- Born: January 30, 1898 Philadelphia, Pennsylvania, United States
- Died: June 21, 1993 (aged 95) Vero Beach, Florida
- Occupation: Newspaper editor for the Associated Press

= Alan J. Gould =

American newspaper writer and editor (1898–1993)

Alan Jenks Gould (January 30, 1898 – June 21, 1993) was an American newspaper writer and editor. He was the sports editor of the Associated Press from 1922 to 1938 and the executive editor of the Associated Press from 1941 to 1963.

==Early years==
While still in high school, Gould was hired by Frank Gannett (founder of Gannett media corporation) as a part-time reporter for the Star Gazette in Elmira, New York. He also worked for a time at Gannett's Ithaca Journal. He next became the news editor of the Morning Sun in Binghamton, New York.

==Associated Press sports editor==
Gould went to work for the Associated Press in 1922. He served as the wire service's sports editor from 1922 to 1938. Gould was an innovator during his time in charge of sports at the Associated Press. For many years, Walter Camp had been the "official" selector of college football's annual All-America team. Controversy had for years surrounded the selection of an All-America team by one man. After Camp died in March 1925, Gould created the Associated Press All-America team. In announcing the first Associated Press All-America team, Gould wrote that the team was a "comprehensive consensus" based on input from 100 coaches and critics from around the country. In 1933, Gould was the first to coin the term "Grand Slam" in respect to winning the four major tennis titles in a calendar year. In 1936, Gould brought another innovation to the sport with the introduction of the AP Poll to rank the country's college football teams and determine a national champion. He polled the editors of AP newspapers to determine the rankings. Gould later recalled, "It was a case of thinking up ideas to develop interest and controversy. Papers wanted material to fill space between games. That's all I had in mind, something to keep the pot boiling. Sports was then living off controversy, opinion, whatever. This was just another exercise in hoopla." The AP Poll quickly became the standard for determining each year's national championship team.

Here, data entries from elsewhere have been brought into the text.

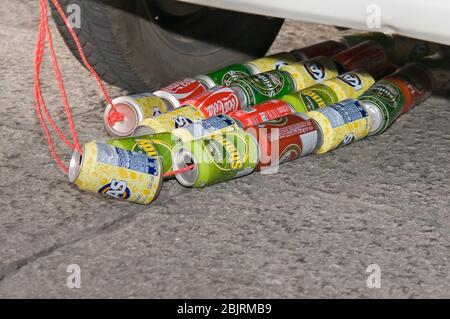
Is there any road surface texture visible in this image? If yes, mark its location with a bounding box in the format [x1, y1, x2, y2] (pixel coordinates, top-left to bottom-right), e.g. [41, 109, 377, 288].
[0, 0, 450, 298]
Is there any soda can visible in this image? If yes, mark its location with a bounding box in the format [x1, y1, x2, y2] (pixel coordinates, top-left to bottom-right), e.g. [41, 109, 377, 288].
[172, 114, 241, 143]
[106, 132, 181, 174]
[307, 99, 370, 154]
[333, 41, 393, 79]
[184, 86, 241, 118]
[133, 106, 205, 136]
[281, 70, 375, 113]
[291, 40, 348, 61]
[103, 93, 172, 137]
[280, 57, 339, 93]
[153, 78, 208, 109]
[230, 100, 294, 129]
[69, 141, 162, 205]
[244, 52, 298, 75]
[230, 70, 295, 108]
[359, 63, 433, 135]
[393, 35, 441, 65]
[195, 64, 252, 88]
[172, 130, 259, 188]
[246, 113, 320, 170]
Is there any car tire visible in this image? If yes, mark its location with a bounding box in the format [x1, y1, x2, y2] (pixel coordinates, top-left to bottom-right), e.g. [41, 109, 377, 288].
[52, 0, 283, 92]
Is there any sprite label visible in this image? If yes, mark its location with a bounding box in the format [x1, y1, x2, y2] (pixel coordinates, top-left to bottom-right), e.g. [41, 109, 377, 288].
[208, 64, 251, 86]
[230, 70, 295, 107]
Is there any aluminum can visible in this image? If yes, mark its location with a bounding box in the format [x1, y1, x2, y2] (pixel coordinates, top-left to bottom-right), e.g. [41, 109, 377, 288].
[153, 78, 208, 109]
[103, 93, 172, 137]
[230, 100, 294, 129]
[307, 99, 370, 154]
[246, 113, 319, 170]
[173, 130, 259, 188]
[69, 141, 163, 205]
[281, 70, 375, 113]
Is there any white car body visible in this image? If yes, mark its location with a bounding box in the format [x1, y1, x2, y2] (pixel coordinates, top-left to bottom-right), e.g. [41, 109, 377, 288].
[181, 0, 450, 45]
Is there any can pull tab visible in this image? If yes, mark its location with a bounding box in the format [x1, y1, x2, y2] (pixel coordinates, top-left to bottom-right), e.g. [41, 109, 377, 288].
[34, 0, 124, 174]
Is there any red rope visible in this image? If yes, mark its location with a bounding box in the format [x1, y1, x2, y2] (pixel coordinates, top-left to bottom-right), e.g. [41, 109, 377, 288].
[34, 0, 123, 173]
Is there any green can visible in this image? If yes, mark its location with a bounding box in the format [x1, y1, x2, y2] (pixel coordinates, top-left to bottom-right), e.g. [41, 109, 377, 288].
[172, 130, 259, 188]
[196, 64, 252, 88]
[107, 133, 181, 173]
[229, 70, 295, 107]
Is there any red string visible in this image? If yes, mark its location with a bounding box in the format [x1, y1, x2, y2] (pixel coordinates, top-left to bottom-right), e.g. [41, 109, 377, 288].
[163, 164, 195, 177]
[34, 0, 123, 173]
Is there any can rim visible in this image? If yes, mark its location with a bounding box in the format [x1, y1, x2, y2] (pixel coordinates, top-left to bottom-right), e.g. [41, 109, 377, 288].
[103, 96, 144, 137]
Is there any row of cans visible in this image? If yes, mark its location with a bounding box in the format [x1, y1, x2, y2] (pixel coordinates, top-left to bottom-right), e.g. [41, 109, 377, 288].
[105, 33, 437, 137]
[69, 63, 434, 204]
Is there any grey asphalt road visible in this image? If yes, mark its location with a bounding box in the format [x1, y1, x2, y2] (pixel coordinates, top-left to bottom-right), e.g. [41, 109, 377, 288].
[0, 0, 450, 298]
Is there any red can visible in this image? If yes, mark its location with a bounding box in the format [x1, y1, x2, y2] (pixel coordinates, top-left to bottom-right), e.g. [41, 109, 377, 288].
[153, 78, 207, 108]
[333, 40, 394, 78]
[291, 40, 348, 61]
[246, 113, 320, 170]
[230, 100, 295, 128]
[184, 86, 242, 118]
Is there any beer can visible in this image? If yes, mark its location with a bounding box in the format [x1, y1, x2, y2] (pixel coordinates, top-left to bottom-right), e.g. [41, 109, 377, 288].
[103, 93, 172, 137]
[244, 52, 298, 75]
[307, 99, 371, 154]
[281, 70, 375, 113]
[195, 64, 252, 88]
[246, 113, 320, 170]
[230, 70, 295, 108]
[291, 40, 347, 61]
[172, 130, 259, 188]
[230, 100, 294, 128]
[393, 35, 441, 65]
[69, 141, 162, 205]
[106, 132, 181, 174]
[359, 63, 433, 135]
[184, 86, 242, 118]
[153, 78, 208, 109]
[333, 41, 393, 79]
[172, 114, 241, 143]
[133, 105, 205, 136]
[280, 57, 339, 93]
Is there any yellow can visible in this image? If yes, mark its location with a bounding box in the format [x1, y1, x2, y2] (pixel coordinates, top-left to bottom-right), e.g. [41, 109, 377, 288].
[307, 99, 370, 154]
[280, 57, 339, 91]
[134, 105, 205, 136]
[69, 141, 163, 205]
[245, 52, 298, 75]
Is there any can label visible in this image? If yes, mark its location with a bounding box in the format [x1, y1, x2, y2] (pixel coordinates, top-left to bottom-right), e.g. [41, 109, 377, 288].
[247, 114, 318, 170]
[281, 57, 339, 91]
[230, 100, 294, 128]
[292, 41, 347, 61]
[208, 64, 251, 86]
[154, 78, 206, 108]
[172, 115, 243, 143]
[186, 86, 241, 118]
[107, 133, 180, 173]
[334, 41, 392, 77]
[231, 70, 295, 106]
[75, 142, 162, 204]
[130, 93, 168, 118]
[247, 52, 298, 74]
[139, 106, 205, 133]
[177, 130, 258, 187]
[307, 100, 370, 154]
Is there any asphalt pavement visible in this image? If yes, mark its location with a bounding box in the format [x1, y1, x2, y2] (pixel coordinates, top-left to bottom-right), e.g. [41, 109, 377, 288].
[0, 0, 450, 298]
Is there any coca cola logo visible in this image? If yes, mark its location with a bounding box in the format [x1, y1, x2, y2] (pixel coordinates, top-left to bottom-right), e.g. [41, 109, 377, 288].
[200, 92, 240, 117]
[163, 79, 197, 93]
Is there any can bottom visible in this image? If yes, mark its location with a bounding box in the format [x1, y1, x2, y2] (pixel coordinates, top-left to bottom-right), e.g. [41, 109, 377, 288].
[172, 148, 198, 187]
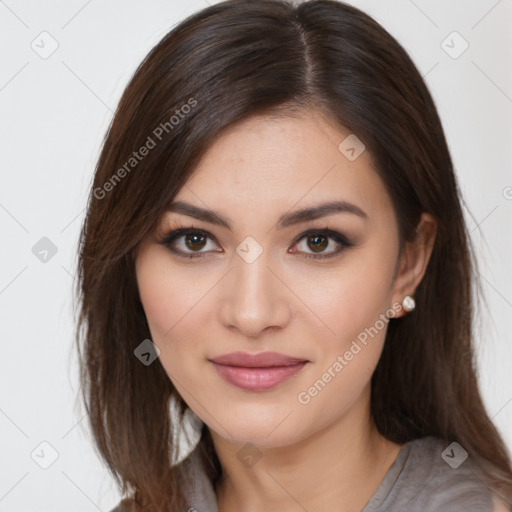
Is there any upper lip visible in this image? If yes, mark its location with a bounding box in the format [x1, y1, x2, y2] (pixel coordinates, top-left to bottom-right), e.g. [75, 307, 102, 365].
[210, 352, 307, 368]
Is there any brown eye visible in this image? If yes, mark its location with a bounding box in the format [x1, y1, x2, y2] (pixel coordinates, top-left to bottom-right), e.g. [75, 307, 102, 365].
[291, 228, 354, 260]
[160, 228, 223, 258]
[308, 235, 329, 252]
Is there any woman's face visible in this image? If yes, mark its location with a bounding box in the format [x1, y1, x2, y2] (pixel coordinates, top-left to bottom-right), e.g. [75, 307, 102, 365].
[136, 113, 403, 447]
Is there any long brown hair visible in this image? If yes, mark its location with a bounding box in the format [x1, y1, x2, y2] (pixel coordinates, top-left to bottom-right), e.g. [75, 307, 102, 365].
[77, 0, 512, 511]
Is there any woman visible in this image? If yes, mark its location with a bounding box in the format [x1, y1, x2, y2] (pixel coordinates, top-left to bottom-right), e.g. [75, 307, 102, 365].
[78, 0, 512, 512]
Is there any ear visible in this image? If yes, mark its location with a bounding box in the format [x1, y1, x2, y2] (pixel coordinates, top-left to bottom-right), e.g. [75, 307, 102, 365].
[392, 213, 437, 318]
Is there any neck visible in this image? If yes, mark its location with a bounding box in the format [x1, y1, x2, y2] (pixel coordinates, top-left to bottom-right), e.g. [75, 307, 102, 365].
[210, 389, 402, 512]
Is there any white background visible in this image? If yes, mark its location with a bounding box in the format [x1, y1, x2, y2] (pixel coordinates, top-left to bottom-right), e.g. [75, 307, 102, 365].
[0, 0, 512, 512]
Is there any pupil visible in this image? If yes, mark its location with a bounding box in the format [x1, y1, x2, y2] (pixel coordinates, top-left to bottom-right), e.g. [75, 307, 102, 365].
[186, 235, 205, 249]
[309, 235, 327, 252]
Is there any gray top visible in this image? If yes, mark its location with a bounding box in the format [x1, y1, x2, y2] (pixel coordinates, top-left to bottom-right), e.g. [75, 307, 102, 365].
[111, 436, 493, 512]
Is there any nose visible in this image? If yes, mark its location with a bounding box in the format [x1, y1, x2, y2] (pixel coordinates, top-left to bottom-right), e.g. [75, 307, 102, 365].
[218, 252, 292, 338]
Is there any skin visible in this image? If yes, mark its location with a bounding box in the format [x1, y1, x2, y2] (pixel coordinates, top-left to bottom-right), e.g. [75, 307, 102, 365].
[136, 112, 436, 512]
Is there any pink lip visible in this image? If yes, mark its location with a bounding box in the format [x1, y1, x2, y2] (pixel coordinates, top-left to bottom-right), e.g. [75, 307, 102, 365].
[210, 352, 308, 391]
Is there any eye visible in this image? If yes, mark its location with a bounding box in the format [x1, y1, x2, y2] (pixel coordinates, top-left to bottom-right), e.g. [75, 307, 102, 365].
[159, 227, 354, 260]
[159, 228, 223, 258]
[291, 229, 354, 259]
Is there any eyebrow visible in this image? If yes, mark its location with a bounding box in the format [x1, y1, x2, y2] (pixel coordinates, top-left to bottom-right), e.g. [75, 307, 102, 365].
[167, 201, 368, 231]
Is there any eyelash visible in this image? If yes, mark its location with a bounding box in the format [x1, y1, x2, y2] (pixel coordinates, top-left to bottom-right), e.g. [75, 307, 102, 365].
[158, 226, 354, 261]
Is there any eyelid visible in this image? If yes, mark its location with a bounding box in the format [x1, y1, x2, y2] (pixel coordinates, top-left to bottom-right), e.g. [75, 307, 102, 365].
[158, 225, 355, 260]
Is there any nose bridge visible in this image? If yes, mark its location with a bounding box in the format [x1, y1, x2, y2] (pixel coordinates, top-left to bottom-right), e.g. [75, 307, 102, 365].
[221, 244, 290, 337]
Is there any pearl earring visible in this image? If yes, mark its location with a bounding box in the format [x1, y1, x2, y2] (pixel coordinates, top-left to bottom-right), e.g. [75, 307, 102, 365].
[402, 295, 416, 313]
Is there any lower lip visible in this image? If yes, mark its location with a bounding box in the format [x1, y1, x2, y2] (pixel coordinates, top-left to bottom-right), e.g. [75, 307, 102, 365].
[212, 361, 307, 391]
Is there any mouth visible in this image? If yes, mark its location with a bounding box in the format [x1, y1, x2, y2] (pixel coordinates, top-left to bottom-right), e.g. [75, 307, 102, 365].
[209, 352, 309, 391]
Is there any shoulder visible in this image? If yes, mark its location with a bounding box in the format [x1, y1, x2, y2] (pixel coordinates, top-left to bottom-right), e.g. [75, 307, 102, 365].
[110, 444, 218, 512]
[364, 436, 502, 512]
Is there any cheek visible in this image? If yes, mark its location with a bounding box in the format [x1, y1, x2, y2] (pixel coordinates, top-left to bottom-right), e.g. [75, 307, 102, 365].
[136, 250, 209, 345]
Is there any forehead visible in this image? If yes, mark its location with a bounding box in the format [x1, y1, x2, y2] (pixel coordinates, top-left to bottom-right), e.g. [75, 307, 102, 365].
[175, 111, 392, 223]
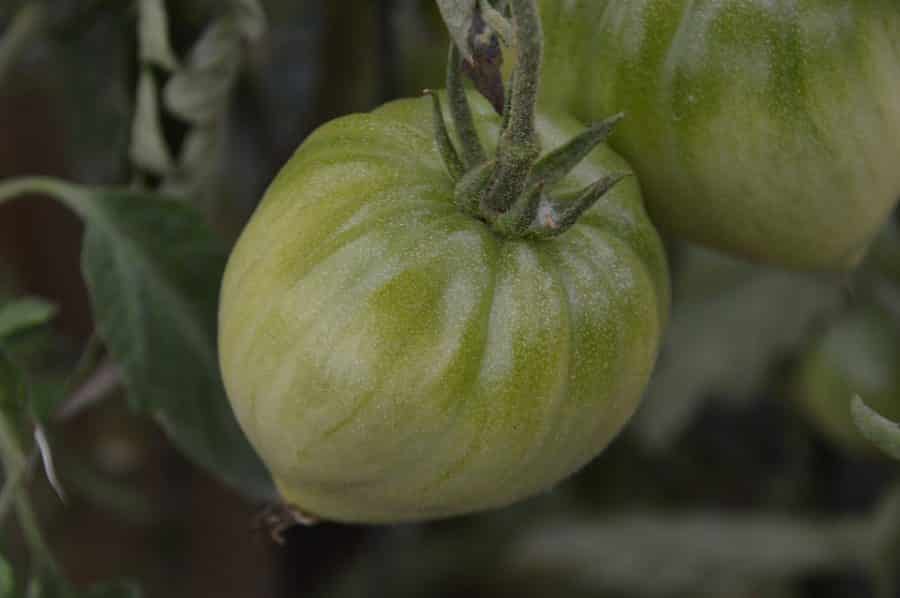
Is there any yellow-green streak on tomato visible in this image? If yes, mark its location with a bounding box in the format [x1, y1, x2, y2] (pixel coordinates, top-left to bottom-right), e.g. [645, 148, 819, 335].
[541, 0, 900, 269]
[220, 97, 669, 522]
[794, 307, 900, 452]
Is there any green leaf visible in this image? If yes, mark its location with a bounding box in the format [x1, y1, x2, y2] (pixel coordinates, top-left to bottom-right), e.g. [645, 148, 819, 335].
[632, 246, 843, 449]
[850, 397, 900, 460]
[0, 297, 57, 339]
[437, 0, 478, 63]
[129, 68, 173, 175]
[138, 0, 178, 71]
[0, 556, 16, 598]
[0, 179, 274, 498]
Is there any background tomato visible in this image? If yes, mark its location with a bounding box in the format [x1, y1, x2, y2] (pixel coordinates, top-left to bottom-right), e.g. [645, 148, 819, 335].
[794, 306, 900, 452]
[220, 92, 668, 522]
[541, 0, 900, 269]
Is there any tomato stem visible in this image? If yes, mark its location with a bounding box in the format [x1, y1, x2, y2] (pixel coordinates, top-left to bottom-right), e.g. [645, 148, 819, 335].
[432, 0, 626, 239]
[442, 43, 485, 170]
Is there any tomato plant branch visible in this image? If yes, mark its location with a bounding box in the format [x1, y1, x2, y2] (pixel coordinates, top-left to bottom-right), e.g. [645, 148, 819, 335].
[0, 413, 58, 571]
[432, 0, 626, 239]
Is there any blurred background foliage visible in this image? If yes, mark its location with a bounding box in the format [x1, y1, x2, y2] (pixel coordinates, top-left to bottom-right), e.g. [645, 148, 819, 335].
[0, 0, 900, 598]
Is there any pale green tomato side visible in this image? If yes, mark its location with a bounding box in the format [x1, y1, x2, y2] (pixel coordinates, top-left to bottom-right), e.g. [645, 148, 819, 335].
[220, 92, 669, 522]
[540, 0, 900, 269]
[794, 307, 900, 453]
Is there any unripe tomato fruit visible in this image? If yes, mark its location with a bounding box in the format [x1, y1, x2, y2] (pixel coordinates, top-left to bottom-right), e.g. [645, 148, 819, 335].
[220, 97, 669, 523]
[540, 0, 900, 269]
[794, 306, 900, 454]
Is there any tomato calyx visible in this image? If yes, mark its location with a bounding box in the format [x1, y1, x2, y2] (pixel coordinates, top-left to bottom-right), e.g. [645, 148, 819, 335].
[425, 0, 628, 244]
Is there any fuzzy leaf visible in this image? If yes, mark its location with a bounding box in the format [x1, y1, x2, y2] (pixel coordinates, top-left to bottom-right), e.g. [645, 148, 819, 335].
[0, 179, 273, 504]
[851, 397, 900, 460]
[232, 0, 266, 41]
[0, 297, 57, 339]
[437, 0, 478, 63]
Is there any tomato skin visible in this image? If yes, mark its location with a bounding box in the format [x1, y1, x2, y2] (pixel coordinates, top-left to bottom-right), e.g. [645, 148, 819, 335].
[793, 306, 900, 454]
[220, 92, 669, 523]
[540, 0, 900, 270]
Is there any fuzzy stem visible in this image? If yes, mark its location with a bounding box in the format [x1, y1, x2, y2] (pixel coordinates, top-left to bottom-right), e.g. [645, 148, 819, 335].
[0, 414, 58, 571]
[482, 0, 544, 213]
[447, 43, 485, 170]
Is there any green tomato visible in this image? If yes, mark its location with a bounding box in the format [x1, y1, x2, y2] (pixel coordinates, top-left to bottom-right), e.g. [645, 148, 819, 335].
[540, 0, 900, 269]
[794, 307, 900, 453]
[220, 97, 669, 522]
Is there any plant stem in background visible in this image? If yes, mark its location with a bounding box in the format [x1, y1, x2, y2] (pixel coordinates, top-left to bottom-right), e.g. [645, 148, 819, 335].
[0, 414, 58, 572]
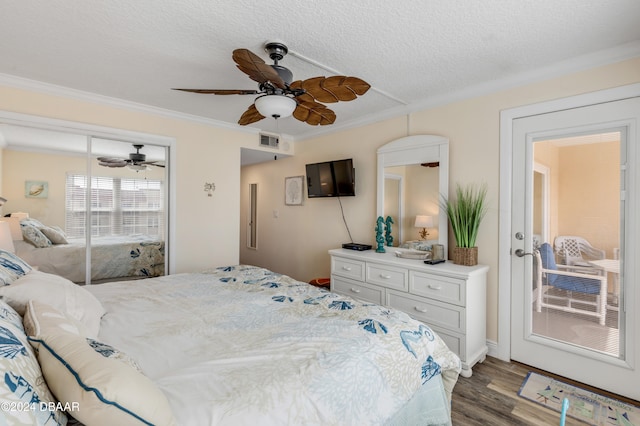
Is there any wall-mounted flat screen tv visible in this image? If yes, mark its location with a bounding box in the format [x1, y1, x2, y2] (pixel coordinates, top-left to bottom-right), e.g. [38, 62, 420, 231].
[306, 158, 356, 198]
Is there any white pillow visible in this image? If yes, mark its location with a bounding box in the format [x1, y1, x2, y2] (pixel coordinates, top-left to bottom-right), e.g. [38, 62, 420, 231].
[0, 249, 32, 286]
[40, 226, 69, 244]
[0, 271, 105, 338]
[0, 300, 67, 426]
[20, 221, 51, 248]
[22, 300, 142, 373]
[29, 303, 175, 426]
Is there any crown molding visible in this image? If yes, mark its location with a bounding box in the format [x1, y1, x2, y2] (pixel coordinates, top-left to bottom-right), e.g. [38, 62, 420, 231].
[0, 73, 258, 134]
[0, 41, 640, 142]
[296, 41, 640, 141]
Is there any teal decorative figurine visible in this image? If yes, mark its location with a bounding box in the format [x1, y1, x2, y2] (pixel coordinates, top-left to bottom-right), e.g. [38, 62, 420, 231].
[384, 216, 393, 247]
[376, 216, 386, 253]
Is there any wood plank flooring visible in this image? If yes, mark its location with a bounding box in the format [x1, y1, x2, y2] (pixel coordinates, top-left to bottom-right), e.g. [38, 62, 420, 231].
[451, 357, 640, 426]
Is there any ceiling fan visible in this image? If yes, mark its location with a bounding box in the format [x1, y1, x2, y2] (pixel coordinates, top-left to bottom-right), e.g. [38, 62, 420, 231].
[173, 42, 371, 126]
[98, 144, 164, 171]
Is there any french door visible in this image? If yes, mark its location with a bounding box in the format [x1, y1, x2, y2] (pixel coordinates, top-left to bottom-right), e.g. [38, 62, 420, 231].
[510, 97, 640, 400]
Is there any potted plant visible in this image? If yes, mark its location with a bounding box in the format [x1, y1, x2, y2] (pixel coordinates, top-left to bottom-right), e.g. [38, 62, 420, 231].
[442, 184, 487, 266]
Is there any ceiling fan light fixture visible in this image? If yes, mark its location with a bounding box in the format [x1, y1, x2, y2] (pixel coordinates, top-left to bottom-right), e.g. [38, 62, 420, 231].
[255, 95, 298, 119]
[127, 164, 148, 172]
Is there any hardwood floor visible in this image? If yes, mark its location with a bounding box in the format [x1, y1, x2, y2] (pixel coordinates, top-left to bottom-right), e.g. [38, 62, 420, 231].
[451, 357, 638, 426]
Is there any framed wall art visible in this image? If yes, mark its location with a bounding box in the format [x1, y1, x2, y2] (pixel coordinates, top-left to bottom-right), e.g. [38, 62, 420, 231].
[284, 176, 304, 206]
[24, 180, 49, 198]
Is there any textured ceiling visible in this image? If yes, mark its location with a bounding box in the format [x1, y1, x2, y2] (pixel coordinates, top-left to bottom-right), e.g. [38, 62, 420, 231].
[0, 0, 640, 139]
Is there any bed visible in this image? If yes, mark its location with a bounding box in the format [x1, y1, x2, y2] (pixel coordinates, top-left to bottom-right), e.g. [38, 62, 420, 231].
[0, 251, 460, 425]
[14, 235, 164, 283]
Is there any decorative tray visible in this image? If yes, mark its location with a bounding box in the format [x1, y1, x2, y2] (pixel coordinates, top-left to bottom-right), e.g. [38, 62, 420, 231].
[395, 250, 431, 260]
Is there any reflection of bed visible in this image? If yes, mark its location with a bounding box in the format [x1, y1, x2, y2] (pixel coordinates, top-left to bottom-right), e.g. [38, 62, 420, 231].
[0, 266, 460, 426]
[14, 235, 164, 283]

==Associated Press executive editor==
From 1938 to 1941, Gould was the executive aide in charge of Associated Press personnel.

In December 1941, Gould took over editorial responsibility for the Associated Press news and newsphoto services. He became an assistant general manager of the Associated Press in 1943 and was appointed as the executive editor in May 1948. He was in charge of the wire service's news operations throughout World War II and traveled to England from January to March 1944 to coordinate coverage for the anticipated Allied invasion of the European mainland. On his return to the United States, Gould reported that Gen. Dwight Eisenhower was doing a "remarkable job" coordinating the British and American forces and that any invasion would be "covered by the one of the biggest concentrations of foreign correspondents ever assembled."

During Gould's tenure as executive editor, the Associated Press won 14 Pulitzer Prizes.

Gould retired as the executive editor of the Associated Press on his 65th birthday in January 1963.
In May 1963, Gould was honored by Sigma Delta Chi, the professional journalism fraternity, with the designation as a fellow.

==Family and later years==
Gould was married to Mary Denton Gould in October 1920 at Elmira, New York. They had two children, Alan J. Gould, Jr., and Mary Ann (Gould) Houseman. His first wife died after undergoing surgery for lung cancer in 1966. He was remarried to Mary Sliter Gould; she died in 1976.

Gould moved to Florida in 1975. He died in June 1993 at the Indian River Memorial Hospital in Vero Beach, Florida. He was 95 years old at the time of his death. He was survived by his two children and by his third wife, Catherine.